Rebuilding teams (like the Cubs were a few years ago) are the ones who have to worry about having prospects and grooming them, this team just won the World Series and are in a playoff race, and it does no good to worry about prospects when your big league club is in need of reinforcements to win.

Times change as team does

When Theo Epstein came to rebuild the entire organization, prospects were essential to have in order to groom and create a young team that sustain contention over a number of years.

From 2011 to 2015 guys like Kris Bryant, Kyle Schwarber, Albert Almora, Ian Happ, Jorge Soler, Javier Baez, Willson Contreras and Addison Russell worked in the Cubs farm system to the majors as they had one of the best. Anthony Rizzo, the cornerstone of the franchise even spent some time in AAA in 2012 when he was traded over from the Padres.

The farm was great — now they are in the majors. The purpose of having a farm system is to grow players to the majors to lead to MLB success and also using some to trade for other assets that will aid a team immediately. This is exactly what the Cubs have done since 2011, they got their key assets to the majors with most having contributed to the 2016 World Championship and traded others for MLB reinforcements.

The team grew and became a playoff team by 2015 and since that time the team is not longer selling, but buying.

What was traded away and for what

The first big trade of 2017 was getting Jose Quintana from the White Sox. Quintana being one of the most consistent starting pitchers in baseball under a fantastic controllable deal through 2020 at the age of 28 is exactly what the Cubs needed.

Not only a talented guy, but one that will contribute to the MLB club for several years during a window the team is built to contend. Surrendering top-prospects Eloy Jimenez (#7 on MLB.com) and Dylan Cease (#67 on MLB.com) was absolutely necessary and justified for this. Both assets were in A ball which is good to groom for a rebuilding White Sox team, but does not do the MLB team any good that is trying to win right now, Quintana helps win now.

In addition to that, prospects Jeimer Candelario (#92 on MLB.com) and Issac Paredes were sold to Detroit for veteran catcher Alex Avila and reliever Justin Wilson.

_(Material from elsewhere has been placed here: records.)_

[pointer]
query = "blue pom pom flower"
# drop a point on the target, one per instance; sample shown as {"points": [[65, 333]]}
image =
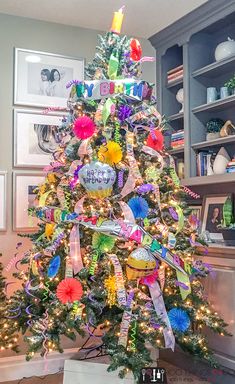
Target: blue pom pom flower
{"points": [[54, 267], [139, 207], [179, 319]]}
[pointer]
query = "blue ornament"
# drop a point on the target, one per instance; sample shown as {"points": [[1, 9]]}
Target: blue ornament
{"points": [[179, 319], [139, 207], [54, 267]]}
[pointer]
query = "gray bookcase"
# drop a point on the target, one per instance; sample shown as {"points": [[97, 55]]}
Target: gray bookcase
{"points": [[191, 41]]}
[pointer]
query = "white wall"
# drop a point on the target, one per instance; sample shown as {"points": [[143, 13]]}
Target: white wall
{"points": [[41, 36]]}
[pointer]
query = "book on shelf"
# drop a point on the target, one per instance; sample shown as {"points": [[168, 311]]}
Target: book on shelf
{"points": [[176, 69], [205, 161]]}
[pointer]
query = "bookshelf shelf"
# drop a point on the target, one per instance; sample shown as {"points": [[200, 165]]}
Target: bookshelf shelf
{"points": [[176, 151], [176, 116], [217, 105], [216, 69], [174, 83], [213, 143], [213, 179]]}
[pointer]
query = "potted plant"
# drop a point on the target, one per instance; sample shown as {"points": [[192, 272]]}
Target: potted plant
{"points": [[231, 84]]}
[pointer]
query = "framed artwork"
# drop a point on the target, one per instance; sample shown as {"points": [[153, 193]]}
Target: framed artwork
{"points": [[195, 216], [212, 215], [36, 136], [3, 200], [40, 78], [24, 185]]}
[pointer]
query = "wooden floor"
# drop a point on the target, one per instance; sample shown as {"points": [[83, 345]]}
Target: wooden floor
{"points": [[174, 376]]}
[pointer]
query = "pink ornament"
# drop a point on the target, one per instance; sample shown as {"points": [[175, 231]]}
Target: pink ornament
{"points": [[84, 127]]}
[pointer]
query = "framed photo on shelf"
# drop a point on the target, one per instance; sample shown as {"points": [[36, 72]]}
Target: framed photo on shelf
{"points": [[212, 215], [40, 78], [24, 185], [3, 200], [36, 136]]}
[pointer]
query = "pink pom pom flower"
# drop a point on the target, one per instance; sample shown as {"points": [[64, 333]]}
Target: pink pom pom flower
{"points": [[84, 127]]}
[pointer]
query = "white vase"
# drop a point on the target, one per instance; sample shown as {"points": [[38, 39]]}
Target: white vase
{"points": [[221, 161], [180, 98]]}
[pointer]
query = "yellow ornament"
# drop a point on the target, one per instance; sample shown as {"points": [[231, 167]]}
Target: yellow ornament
{"points": [[111, 153], [49, 230], [110, 285], [140, 263]]}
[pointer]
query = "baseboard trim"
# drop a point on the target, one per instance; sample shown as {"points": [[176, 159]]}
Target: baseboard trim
{"points": [[16, 367]]}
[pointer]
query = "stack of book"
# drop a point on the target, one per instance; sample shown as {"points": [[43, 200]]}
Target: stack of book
{"points": [[177, 139], [205, 161], [175, 74], [231, 166]]}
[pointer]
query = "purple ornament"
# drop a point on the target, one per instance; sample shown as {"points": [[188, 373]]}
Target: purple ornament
{"points": [[124, 112], [174, 215]]}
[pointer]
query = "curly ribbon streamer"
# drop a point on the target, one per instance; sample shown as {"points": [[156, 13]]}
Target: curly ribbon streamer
{"points": [[117, 133], [120, 179], [43, 197], [133, 336], [127, 212], [46, 292], [184, 284], [95, 258], [75, 249], [126, 319], [106, 112], [121, 292], [160, 309]]}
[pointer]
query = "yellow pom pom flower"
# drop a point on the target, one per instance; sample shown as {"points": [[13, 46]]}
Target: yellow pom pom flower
{"points": [[111, 153]]}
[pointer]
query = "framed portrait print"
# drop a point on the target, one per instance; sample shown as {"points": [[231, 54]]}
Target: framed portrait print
{"points": [[212, 216], [36, 136], [40, 78], [3, 198], [24, 185]]}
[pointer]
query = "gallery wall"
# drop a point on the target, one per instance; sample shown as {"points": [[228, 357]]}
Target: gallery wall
{"points": [[41, 36]]}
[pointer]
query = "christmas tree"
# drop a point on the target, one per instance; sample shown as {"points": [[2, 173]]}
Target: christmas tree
{"points": [[8, 339], [114, 248]]}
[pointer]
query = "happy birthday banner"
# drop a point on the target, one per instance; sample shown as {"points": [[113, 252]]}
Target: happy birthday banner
{"points": [[99, 89]]}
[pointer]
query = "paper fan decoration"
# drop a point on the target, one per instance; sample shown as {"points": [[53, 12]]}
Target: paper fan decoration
{"points": [[102, 243], [155, 140], [54, 267], [111, 153], [69, 290], [139, 207], [84, 127], [179, 319]]}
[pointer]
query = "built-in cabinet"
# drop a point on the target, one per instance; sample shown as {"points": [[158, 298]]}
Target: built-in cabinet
{"points": [[192, 41]]}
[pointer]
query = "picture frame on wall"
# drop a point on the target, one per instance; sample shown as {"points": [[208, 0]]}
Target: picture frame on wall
{"points": [[3, 200], [36, 137], [24, 198], [212, 215], [40, 78]]}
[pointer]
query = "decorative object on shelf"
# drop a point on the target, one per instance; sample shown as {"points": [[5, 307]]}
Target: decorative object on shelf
{"points": [[3, 198], [213, 127], [228, 129], [211, 94], [224, 92], [180, 98], [221, 161], [231, 84], [225, 49], [212, 216]]}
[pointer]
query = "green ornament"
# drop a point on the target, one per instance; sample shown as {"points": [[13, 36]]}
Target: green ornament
{"points": [[102, 243]]}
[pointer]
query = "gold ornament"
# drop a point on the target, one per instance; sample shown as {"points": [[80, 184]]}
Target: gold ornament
{"points": [[140, 263]]}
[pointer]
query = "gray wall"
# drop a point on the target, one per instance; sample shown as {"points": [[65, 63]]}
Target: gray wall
{"points": [[42, 36]]}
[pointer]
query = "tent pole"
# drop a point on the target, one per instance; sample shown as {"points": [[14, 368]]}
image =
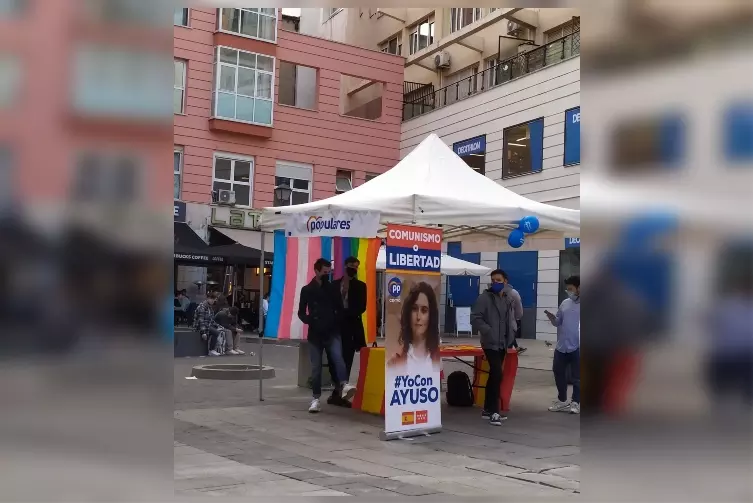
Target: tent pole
{"points": [[261, 320]]}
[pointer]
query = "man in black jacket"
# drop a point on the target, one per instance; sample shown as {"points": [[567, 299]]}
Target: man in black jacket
{"points": [[320, 308], [352, 294]]}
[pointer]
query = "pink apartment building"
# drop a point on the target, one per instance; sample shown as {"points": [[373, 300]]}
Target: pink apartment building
{"points": [[258, 106]]}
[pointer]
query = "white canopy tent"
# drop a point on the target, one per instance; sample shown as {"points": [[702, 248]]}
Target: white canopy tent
{"points": [[433, 186], [450, 266]]}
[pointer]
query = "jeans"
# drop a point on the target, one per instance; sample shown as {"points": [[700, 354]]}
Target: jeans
{"points": [[559, 367], [333, 346], [491, 397]]}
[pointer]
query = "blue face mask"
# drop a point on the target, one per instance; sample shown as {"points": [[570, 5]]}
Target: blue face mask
{"points": [[497, 287]]}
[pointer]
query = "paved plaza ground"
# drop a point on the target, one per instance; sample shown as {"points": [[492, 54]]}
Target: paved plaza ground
{"points": [[228, 443]]}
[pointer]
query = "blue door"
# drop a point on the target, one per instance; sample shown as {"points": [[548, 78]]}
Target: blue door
{"points": [[522, 268], [461, 290]]}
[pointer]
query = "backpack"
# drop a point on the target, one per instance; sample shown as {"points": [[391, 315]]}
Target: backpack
{"points": [[459, 390]]}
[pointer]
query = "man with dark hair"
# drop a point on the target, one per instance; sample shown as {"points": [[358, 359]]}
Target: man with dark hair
{"points": [[518, 311], [320, 308], [227, 318], [207, 327], [494, 316], [567, 352]]}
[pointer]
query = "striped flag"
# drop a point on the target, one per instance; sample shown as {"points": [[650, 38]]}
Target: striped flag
{"points": [[366, 251], [293, 268]]}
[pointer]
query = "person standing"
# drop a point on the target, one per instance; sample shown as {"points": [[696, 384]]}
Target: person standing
{"points": [[207, 327], [227, 318], [494, 316], [319, 308], [353, 295], [264, 312], [567, 351], [515, 295]]}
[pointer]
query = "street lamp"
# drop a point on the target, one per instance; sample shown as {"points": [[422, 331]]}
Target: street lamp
{"points": [[282, 194]]}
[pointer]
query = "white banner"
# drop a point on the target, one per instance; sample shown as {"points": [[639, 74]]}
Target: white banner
{"points": [[347, 224]]}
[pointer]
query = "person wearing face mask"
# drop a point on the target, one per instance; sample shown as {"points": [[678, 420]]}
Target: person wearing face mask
{"points": [[494, 315], [320, 308], [567, 351], [208, 328], [353, 300]]}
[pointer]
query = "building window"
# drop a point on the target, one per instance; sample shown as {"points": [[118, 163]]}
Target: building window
{"points": [[422, 35], [104, 177], [738, 132], [523, 148], [177, 170], [179, 86], [343, 181], [460, 18], [648, 144], [10, 79], [298, 178], [330, 11], [234, 173], [392, 46], [297, 86], [252, 22], [180, 18], [243, 86]]}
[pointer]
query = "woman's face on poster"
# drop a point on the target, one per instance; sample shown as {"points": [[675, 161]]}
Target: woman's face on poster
{"points": [[420, 316]]}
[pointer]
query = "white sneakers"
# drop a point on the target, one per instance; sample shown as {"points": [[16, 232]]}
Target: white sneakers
{"points": [[558, 406], [315, 406], [572, 408], [348, 391]]}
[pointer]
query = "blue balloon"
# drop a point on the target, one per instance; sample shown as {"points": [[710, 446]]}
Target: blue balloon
{"points": [[529, 224], [516, 238]]}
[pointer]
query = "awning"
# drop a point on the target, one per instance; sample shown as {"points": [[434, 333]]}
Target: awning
{"points": [[246, 250], [189, 247]]}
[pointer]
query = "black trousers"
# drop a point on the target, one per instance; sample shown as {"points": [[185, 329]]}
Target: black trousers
{"points": [[491, 397], [349, 352]]}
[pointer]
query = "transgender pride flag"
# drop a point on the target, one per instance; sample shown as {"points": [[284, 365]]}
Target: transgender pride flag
{"points": [[293, 268]]}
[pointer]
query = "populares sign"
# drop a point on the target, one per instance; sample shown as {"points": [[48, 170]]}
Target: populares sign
{"points": [[354, 224]]}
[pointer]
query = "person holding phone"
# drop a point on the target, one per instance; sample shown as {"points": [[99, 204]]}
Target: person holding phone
{"points": [[567, 351]]}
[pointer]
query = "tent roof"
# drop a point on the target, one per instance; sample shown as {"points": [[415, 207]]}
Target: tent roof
{"points": [[433, 186], [450, 266]]}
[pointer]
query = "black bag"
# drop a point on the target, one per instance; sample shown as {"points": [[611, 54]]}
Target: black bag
{"points": [[459, 390]]}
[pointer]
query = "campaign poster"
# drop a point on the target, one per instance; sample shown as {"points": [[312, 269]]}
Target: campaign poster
{"points": [[412, 389]]}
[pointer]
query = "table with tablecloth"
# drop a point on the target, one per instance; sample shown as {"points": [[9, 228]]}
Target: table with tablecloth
{"points": [[370, 388]]}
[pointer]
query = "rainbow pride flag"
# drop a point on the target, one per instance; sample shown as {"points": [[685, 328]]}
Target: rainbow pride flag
{"points": [[366, 250], [293, 268]]}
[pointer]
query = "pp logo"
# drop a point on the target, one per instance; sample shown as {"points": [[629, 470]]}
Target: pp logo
{"points": [[394, 287]]}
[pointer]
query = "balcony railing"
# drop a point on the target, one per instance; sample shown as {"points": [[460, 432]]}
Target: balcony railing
{"points": [[418, 102]]}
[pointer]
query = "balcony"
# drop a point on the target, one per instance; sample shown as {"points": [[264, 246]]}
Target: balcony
{"points": [[419, 99]]}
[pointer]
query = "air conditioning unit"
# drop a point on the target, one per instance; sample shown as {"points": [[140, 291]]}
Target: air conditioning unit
{"points": [[442, 60], [226, 197]]}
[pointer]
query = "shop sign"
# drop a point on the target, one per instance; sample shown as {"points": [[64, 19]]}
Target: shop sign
{"points": [[572, 136], [237, 218], [179, 211], [475, 145]]}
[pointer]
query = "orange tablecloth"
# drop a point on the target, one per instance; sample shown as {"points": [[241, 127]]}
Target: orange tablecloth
{"points": [[370, 388]]}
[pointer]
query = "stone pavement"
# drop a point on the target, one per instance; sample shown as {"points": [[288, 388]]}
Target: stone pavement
{"points": [[227, 443]]}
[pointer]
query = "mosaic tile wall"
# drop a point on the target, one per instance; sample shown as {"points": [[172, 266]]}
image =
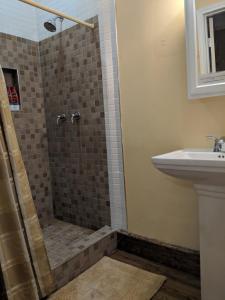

With the departure of David Ross and Miguel Montero, the Cubs lacked a veteran catcher behind the 24-year old Willson Contreras and Alex Avila fills that void.

Avila (30) has been in the league nine years and is having a nice year offensively with a .274/.394/.869 slash. The bullpen also gets a strong late-inning lefty in Justin Wilson (29) who has a 2.68 ERA and 0.942 WHIP. Candelario played a few games with the MLB club this year but has no room with the established infield of Bryant, Russell, Baez and Rizzo for years to come, so again he was doing no good being stuck with the Cubs franchise.

The team is still young

The Cubs are in a position to keep their talented core in tact for years and not with a bunch of old players. The core of Baez (24), Bryant (25), Contreras (25), Rizzo (27), Russell (23) and Schwarber (24) are under team control until 2022; Almora (23) controlled through 2019. They are young and will be around after already winning a World Series. Most of the position prospects established in the system for at least a year (not counting 2017 draft picks) were blocked from having a position with the MLB team anytime soon because of the young MLB core being locked up.

At this point, it is best to fill the needed positions than keeping prospects just to keep them. Theo Epstein successfully made these moves in 2017 without giving up an MLB asset, that should be applauded rather than criticized.

The farm will have time to be replenished with drafts and international signings with the team playing contending baseball as the yearly goal.